Enoxaparin-induced reactive thrombocytosis: a case report

Background

Enoxaparin is an anticoagulant that falls in the class of medications called low molecular weight heparins (LMWHs), and is used to prevent or treat patients with deep vein thrombosis (DVT) and pulmonary embolism. Enoxaparin is the most widely used LMWH for DVT prophylaxis following knee or hip replacement surgery. Common side effects of enoxaparin include bleeding, petechiae at the injection site, and thrombocytopenia. However, reactive thrombocytosis is a rarely reported adverse reaction. We managed a patient who developed enoxaparin-associated thrombocytosis, which was completely resolved after treatment cessation.

Case presentation

A 78-year-old female was hospitalized for post-hip replacement rehabilitation. Low molecular weight heparin 40 mg/day was administered subcutaneously to prevent deep venous thrombosis (DVT). At admission, her platelet count was normal (228 × 10⁹/L) and her white blood cell count was slightly elevated (12.91 × 10⁹/L). Seven days after admission, the patient developed thrombocytosis, which peaked on the 14th day (836 × 10⁹/L), while her white blood cell count had returned to normal (8.86 × 10⁹/L). Her therapeutic regimen was reviewed, and enoxaparin was identified as a potentially reversible cause of reactive thrombocytosis. Switching from enoxaparin to rivaroxaban lead to a gradual decrease in the patient’s platelet count, which eventually returned to normal levels 16 days after enoxaparin was discontinued. No complications secondary to thrombocytosis was observed, and no conclusion was reached on the use of small doses of aspirin for antithrombotic therapy under these circumstances.

Conclusion

Enoxaparin-induced reactive thrombocytosis should be suspected in patients with thrombocytosis following enoxaparin administration as an anticoagulant to prevent certain complications.

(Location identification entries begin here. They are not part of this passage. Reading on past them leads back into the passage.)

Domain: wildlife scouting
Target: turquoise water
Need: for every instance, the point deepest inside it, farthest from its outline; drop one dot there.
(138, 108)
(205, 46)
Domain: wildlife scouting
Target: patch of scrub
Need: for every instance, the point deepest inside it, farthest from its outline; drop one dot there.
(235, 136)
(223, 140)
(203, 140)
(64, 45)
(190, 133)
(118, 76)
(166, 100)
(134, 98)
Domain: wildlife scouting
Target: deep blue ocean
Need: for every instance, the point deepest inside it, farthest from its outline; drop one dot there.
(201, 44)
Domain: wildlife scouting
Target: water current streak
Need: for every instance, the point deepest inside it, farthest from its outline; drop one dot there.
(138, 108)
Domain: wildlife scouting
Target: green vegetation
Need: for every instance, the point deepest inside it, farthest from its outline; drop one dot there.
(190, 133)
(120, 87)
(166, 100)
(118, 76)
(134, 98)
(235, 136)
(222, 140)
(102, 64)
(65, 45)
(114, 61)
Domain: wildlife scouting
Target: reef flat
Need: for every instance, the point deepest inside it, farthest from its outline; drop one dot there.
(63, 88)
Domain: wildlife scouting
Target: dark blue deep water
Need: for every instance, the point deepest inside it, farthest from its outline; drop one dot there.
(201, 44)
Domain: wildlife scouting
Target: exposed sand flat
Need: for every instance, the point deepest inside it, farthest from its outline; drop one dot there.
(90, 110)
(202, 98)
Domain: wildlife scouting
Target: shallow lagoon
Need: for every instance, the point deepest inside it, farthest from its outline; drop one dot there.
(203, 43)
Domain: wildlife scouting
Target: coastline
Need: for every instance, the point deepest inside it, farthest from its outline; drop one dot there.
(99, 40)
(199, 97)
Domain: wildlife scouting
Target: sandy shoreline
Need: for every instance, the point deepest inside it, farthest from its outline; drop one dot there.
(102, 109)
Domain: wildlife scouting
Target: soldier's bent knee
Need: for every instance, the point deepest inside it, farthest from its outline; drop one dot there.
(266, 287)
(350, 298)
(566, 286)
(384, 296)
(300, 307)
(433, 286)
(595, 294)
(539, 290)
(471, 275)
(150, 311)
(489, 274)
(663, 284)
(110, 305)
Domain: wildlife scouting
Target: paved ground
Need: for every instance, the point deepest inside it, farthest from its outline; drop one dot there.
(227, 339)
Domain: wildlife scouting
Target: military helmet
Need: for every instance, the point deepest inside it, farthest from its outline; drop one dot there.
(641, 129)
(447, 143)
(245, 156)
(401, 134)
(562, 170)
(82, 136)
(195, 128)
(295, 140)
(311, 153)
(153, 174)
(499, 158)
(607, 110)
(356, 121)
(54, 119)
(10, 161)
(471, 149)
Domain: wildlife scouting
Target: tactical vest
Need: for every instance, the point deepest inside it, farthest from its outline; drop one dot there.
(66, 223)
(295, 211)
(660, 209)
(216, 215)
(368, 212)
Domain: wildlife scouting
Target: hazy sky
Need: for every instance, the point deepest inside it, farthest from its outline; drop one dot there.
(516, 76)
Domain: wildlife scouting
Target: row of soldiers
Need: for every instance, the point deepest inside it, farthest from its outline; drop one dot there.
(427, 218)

Enoxaparin is a low molecular weight heparin (LMWH) used to prevent or treat deep vein thrombosis (DVT) and pulmonary embolism [1]. It generally induces a factor Xa to factor IIa ratio greater than 4, eliciting a strong antithrombotic effect that dissolves thrombi. Compared to standard unfractionated heparin (UFH), the bioavailability of LMWHs is higher after i.v or s.c administration, and was estimated to range from 90 to 95%; the biological half-life (Based on anti-Xa clearance) of LMWHs is twice longer than that of UFH. The t1/2 of LMWHs has been reported to be 100 min after i.v administration and 360 min after s.c administration, respectively [2]. Enoxaparin is the most widely used LMWH for DVT prophylaxis following knee or hip replacement surgery [3]. The most common side effects of enoxaparin include bleeding, petechiae at the injection site, and thrombocytopenia. Nonetheless, some rare cases of enoxaparin-induced reactive thrombocytosis have been reported. We treated a patient who developed enoxaparin-associated thrombocytosis, which resulted in complete resolution after enoxaparin was discontinued.

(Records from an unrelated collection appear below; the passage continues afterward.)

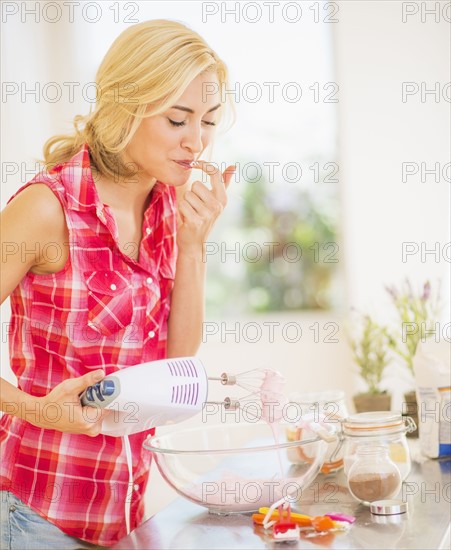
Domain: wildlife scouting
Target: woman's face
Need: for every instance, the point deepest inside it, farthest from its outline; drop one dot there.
(164, 144)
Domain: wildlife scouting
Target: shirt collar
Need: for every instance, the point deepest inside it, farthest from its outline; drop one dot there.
(81, 193)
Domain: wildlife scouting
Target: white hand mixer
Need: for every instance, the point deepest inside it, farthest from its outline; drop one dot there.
(172, 390)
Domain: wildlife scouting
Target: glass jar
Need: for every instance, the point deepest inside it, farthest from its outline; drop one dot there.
(384, 428)
(373, 475)
(327, 407)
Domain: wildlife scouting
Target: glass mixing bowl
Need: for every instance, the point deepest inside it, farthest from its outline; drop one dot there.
(237, 468)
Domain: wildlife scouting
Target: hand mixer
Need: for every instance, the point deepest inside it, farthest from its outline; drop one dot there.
(168, 391)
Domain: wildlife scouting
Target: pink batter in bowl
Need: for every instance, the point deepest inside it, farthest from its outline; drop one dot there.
(236, 468)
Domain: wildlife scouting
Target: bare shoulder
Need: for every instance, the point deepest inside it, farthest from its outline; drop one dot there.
(37, 204)
(29, 223)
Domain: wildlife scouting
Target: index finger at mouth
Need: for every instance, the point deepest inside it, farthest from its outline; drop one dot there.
(216, 177)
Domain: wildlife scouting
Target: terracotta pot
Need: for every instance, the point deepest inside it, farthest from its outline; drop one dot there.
(367, 402)
(410, 408)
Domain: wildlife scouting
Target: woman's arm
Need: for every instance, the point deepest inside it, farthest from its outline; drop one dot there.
(29, 222)
(199, 209)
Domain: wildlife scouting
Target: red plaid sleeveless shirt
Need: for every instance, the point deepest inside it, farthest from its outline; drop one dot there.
(102, 310)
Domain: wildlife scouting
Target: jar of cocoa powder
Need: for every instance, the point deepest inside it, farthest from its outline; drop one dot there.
(383, 428)
(373, 475)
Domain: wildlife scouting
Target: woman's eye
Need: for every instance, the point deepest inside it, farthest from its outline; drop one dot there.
(175, 123)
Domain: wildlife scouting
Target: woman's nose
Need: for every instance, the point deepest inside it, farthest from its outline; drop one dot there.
(192, 140)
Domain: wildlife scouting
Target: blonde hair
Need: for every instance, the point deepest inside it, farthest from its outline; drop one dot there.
(143, 73)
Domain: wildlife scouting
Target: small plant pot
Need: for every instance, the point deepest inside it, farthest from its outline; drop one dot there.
(410, 408)
(368, 402)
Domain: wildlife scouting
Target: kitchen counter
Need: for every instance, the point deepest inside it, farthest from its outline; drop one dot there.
(426, 525)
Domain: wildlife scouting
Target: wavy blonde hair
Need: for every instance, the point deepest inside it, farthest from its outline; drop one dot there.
(143, 73)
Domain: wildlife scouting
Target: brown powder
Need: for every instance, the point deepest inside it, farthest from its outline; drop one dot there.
(371, 487)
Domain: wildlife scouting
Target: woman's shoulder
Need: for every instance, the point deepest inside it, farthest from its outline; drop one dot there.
(39, 207)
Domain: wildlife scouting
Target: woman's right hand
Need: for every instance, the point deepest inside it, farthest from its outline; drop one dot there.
(62, 410)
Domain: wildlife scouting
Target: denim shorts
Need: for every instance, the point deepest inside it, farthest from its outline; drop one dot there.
(23, 529)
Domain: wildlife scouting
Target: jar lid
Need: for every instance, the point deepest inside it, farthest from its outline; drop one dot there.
(372, 420)
(388, 507)
(309, 398)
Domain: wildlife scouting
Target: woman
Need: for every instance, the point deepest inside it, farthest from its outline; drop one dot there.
(116, 279)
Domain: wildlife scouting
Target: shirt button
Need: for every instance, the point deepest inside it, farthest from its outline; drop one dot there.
(101, 215)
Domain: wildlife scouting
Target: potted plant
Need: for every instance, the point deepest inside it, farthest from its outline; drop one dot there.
(370, 347)
(417, 314)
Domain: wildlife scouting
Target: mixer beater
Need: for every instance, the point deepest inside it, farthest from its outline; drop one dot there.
(172, 390)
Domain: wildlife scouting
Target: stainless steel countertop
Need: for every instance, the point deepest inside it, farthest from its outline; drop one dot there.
(183, 525)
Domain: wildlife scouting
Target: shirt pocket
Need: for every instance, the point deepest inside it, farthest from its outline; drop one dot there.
(110, 300)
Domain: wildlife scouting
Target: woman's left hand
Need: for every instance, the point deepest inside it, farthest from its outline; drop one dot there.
(200, 207)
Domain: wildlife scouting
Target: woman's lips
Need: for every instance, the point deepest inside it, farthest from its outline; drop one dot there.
(185, 164)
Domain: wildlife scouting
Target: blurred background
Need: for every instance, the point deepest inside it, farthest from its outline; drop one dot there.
(342, 145)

A 78-year-old Asian female was admitted to the rehabilitation department roughly 8 h after receiving a hip replacement surgery. Her medical history was significant for hypertension and atrial fibrillation. At admission, her baseline platelet count was 228 × 10⁹/L (Normal range 85–303 × 10⁹/L), and her white blood cell count was 12.91 × 10⁹/L (Normal range 3.5–9.2 × 10⁹/L). After the risk assessment for venous thrombus embolism (VTE) was performed, a prophylactic regimen for deep vein thrombosis (DVT) consisting of subcutaneous enoxaparin 4000 IU/day was initiated.

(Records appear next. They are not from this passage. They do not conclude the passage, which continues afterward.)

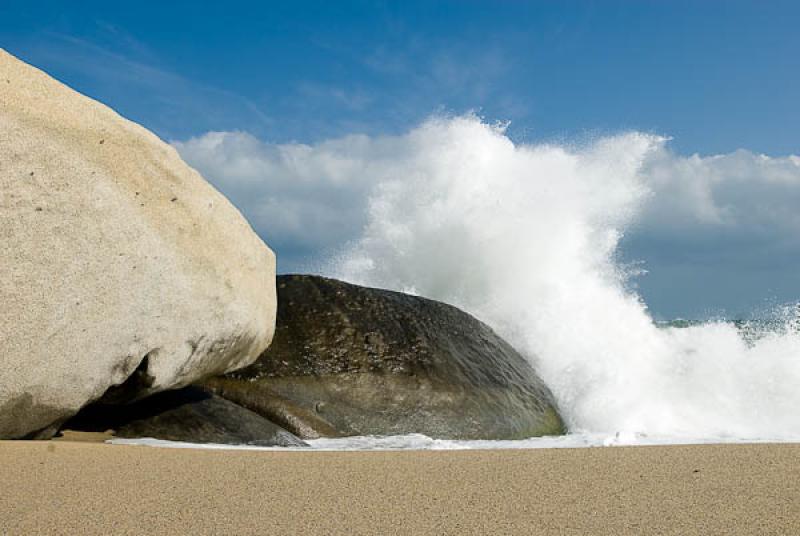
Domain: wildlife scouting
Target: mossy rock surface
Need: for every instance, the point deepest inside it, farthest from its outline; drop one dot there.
(190, 414)
(349, 360)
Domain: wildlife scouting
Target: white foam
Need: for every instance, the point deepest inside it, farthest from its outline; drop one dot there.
(525, 237)
(422, 442)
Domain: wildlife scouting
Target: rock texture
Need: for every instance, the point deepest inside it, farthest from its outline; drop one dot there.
(120, 265)
(188, 414)
(349, 360)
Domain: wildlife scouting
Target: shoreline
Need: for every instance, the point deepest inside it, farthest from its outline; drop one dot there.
(61, 487)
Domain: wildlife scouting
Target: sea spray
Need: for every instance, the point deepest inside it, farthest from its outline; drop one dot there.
(525, 237)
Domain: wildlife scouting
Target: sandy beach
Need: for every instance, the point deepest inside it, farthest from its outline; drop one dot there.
(70, 487)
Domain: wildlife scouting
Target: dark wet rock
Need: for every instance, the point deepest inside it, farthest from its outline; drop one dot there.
(349, 360)
(191, 414)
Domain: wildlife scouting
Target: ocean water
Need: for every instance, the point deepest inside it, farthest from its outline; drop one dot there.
(526, 238)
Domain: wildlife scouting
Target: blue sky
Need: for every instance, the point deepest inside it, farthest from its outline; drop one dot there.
(714, 76)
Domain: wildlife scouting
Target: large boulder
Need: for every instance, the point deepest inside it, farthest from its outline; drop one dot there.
(350, 360)
(189, 414)
(120, 265)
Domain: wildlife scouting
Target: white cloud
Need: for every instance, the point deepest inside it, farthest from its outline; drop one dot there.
(309, 201)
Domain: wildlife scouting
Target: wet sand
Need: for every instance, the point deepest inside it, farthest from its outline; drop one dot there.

Seven days after admission (Hospital day 7), the patient’s platelet count rose to 494 × 10⁹/L, while the white blood cell count fell to 10.21 × 10⁹/L. The patient had no symptoms or signs of thrombosis, such as swelling or pain in her lower extremities. Thus, we suspected a reactive thrombocytosis due to post-surgical inflammation. On the 10th day of hospitalization, her laboratory findings delineated a raised platelet count (739 × 10⁹/L) and a normal white blood cell count (9.18 × 10⁹/L). The patient’s platelet count kept rising steadily; after 14 days of subcutaneous enoxaparin administration, the patient’s platelet count peaked at 836 × 10⁹/L (Hospital day 14), and her white blood cell count was still within the normal range (8.86 × 10⁹/L). At this point, the changes observed in this patient’s platelet count were no longer consistent with postoperative inflammation, hence we began to consider other etiologic factors for this patient’s reactive thrombocytosis. The patient’s therapeutic regimen was reviewed and enoxaparin was identified as the only potential pharmacologic cause of thrombocytosis. Enoxaparin was immediately discontinued. Previous studies did not find similar adverse reactions to rivaroxaban, so starting from hospital day 16, enoxaprin was replaced by rivaroxaban 15 mg daily.

A decline in the patient’s platelet count was observed the next morning (Hospital day 17). The patient’s platelet count eventually began to decrease gradually, reaching 655 × 10⁹/L 5 days after enoxaparin was discontinued (hospital day 22). Finally, after 15 days of enoxaparin discontinuation, the patient had a normal platelet count of 286 × 10⁹/L (hospital day 31). Figure 1 illustrates a timeline of the patient’s hospital course, platelet count, and white blood cell count.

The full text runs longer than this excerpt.